Tweelingbroers Lance en Zeb van Duin (20) groeiden samen op met ijshockey. Hun broers Jacob (32) en Sam spelen (22) ook sinds jaar en dag. Dit seizoen komt het viertal voor het eerst samen uit in het eerste team van de Amsterdam Tigers.
Jacob kreeg op vijftienjarige leeftijd interesse voor ijshockey. Schoolvriend Jasper Jaspers nam hem mee naar trainingen. ‘Aanvankelijk was onze vader niet enthousiast’, vertelt Zeb. ‘IJshockey had destijds een slecht imago en hij vond de sport te ruig.’ Jaspers vader, Hennie, een voormalig speler op hoog niveau, wist hun vader toch te overtuigen: Jacob werd goalie.
De puck ging schuiven.

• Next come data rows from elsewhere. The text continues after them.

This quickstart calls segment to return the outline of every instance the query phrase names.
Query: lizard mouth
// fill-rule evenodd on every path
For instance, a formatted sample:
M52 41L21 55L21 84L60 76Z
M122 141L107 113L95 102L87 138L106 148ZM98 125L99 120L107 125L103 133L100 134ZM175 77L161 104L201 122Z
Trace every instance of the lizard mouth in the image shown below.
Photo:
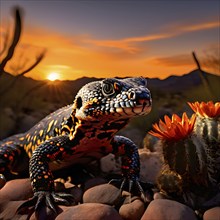
M115 108L116 112L125 115L146 115L151 111L151 100L139 99L134 102L125 102L124 107Z

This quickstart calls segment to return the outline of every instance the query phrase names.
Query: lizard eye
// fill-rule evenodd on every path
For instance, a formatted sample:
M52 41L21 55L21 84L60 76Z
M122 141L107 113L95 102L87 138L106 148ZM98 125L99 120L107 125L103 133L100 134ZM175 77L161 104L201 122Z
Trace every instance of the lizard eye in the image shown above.
M114 85L109 82L104 82L102 85L102 92L104 95L112 95L115 93Z

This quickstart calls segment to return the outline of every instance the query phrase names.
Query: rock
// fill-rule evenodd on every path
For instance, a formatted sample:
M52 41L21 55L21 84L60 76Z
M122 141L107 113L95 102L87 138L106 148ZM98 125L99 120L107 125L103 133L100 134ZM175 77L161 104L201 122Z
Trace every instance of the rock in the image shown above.
M107 156L101 158L100 168L104 173L121 173L121 158L115 158L114 154L108 154Z
M1 200L1 199L0 199ZM28 217L28 214L17 214L16 211L18 207L24 201L7 201L2 203L0 201L0 219L13 219L13 220L25 220Z
M98 186L104 183L107 183L107 181L101 177L89 179L84 184L84 191L88 190L89 188L92 188L94 186Z
M120 190L111 184L94 186L83 195L84 203L103 203L117 206L121 201Z
M8 181L0 190L0 201L7 200L26 200L33 196L30 179L16 179Z
M220 220L220 207L214 207L205 211L203 220Z
M77 186L70 187L66 189L66 193L72 194L74 197L75 204L78 204L82 201L83 190Z
M144 203L140 199L135 199L131 203L123 204L119 209L119 214L123 220L139 220L144 211Z
M87 203L66 209L56 220L122 220L118 212L111 206Z
M194 211L179 202L168 199L153 200L141 220L197 220Z
M140 155L140 181L156 183L157 176L162 167L159 153L152 153L145 149L139 150Z
M159 193L159 192L156 192L154 193L154 199L167 199L167 197L165 197L165 195Z
M0 174L0 189L6 184L6 179L3 174Z

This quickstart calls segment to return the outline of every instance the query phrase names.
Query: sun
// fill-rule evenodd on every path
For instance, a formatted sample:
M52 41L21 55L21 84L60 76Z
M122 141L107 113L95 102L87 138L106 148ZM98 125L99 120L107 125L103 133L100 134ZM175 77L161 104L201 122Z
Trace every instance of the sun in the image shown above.
M60 78L60 75L56 72L52 72L47 76L47 79L50 81L55 81Z

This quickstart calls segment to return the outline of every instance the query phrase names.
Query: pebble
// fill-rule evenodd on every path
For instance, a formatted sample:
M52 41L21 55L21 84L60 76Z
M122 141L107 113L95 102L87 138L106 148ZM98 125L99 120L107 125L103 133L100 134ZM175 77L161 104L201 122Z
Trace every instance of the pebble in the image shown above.
M146 149L139 150L140 155L140 181L156 183L161 170L162 162L157 152L149 152Z
M147 207L141 220L197 220L194 211L179 202L156 199Z
M145 205L140 199L123 204L119 209L119 214L123 220L140 220L144 214Z
M101 185L104 183L107 183L107 181L101 177L95 177L95 178L89 179L84 184L84 191L86 191L94 186Z
M0 189L5 185L6 179L3 174L0 174Z
M83 194L84 203L102 203L117 206L121 201L120 190L111 184L94 186Z
M55 220L123 220L116 209L109 205L86 203L70 207Z
M108 154L100 159L100 168L104 173L121 173L121 159L115 158L114 154Z
M0 190L0 201L7 200L26 200L33 196L30 179L16 179L8 181Z
M205 211L203 220L220 220L220 206Z

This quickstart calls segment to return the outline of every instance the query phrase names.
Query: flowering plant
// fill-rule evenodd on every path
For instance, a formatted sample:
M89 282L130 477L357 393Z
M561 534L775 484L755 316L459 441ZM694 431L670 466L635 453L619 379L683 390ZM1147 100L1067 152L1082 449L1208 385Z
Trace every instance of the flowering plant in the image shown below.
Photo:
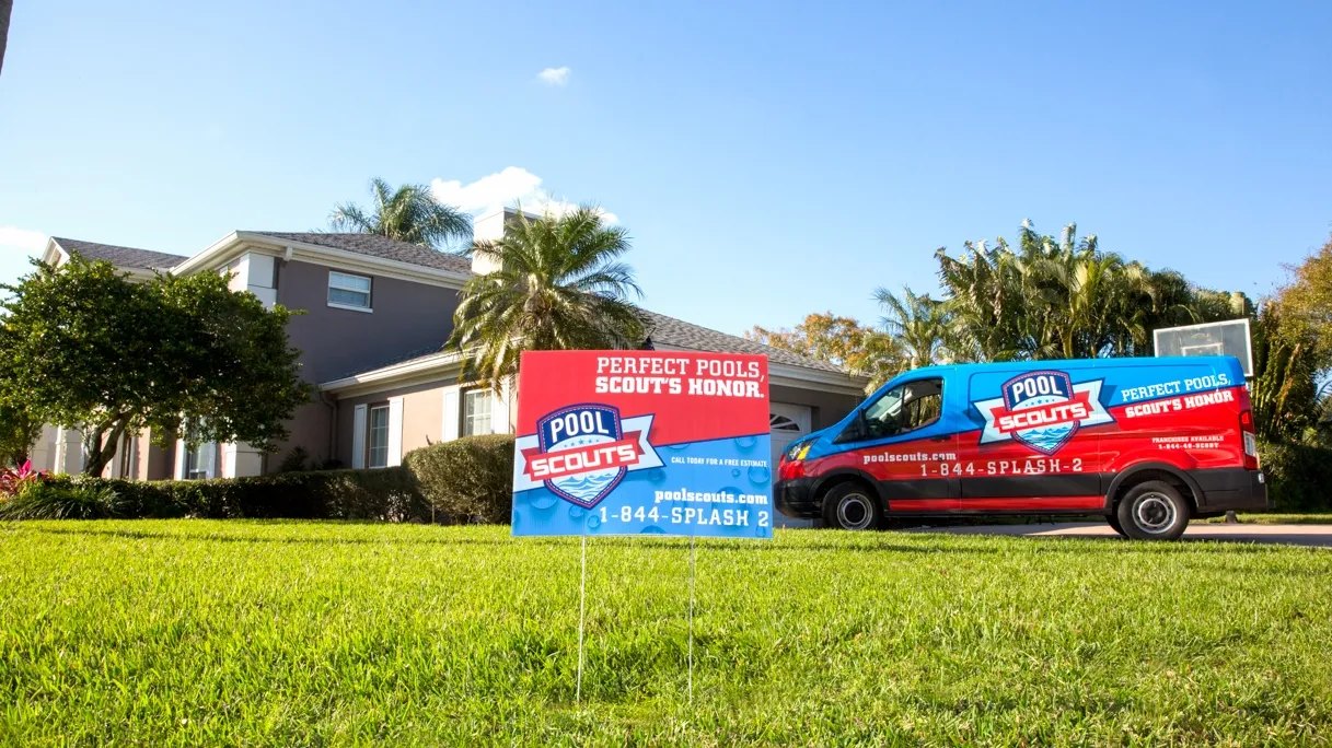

Sam, toen nog zes, wilde ook het ijs op. Hun ouders vreesden even dat Sam ook op goal zou gaan staan. ‘IJshockey is al geen goedkope sport, maar een goalie-uitrusting is helemaal duur.’ Gelukkig bleef Sam op het veld, net als Lance en Zeb, die op hun vijfde voor het eerst naar de ijshockeyschool gingen. Hun jongere zus volgde hen niet. ‘Zij vindt het te koud, haha!’
Zeb zat vorig jaar in het toekomstteam van de Tigers. Door de fusie met het (voorlopig) opgeheven BeNe Leagueteam is het spelniveau enorm omhooggegaan. Hij kijkt met een dubbel gevoel terug op afgelopen seizoen. ‘In potentie was het een goede ploeg, maar op een of andere manier kwam dat er niet uit. Dat werkte demotiverend. Door de goede resultaten van dit jaar ga ik meer gedreven een wedstrijd in.’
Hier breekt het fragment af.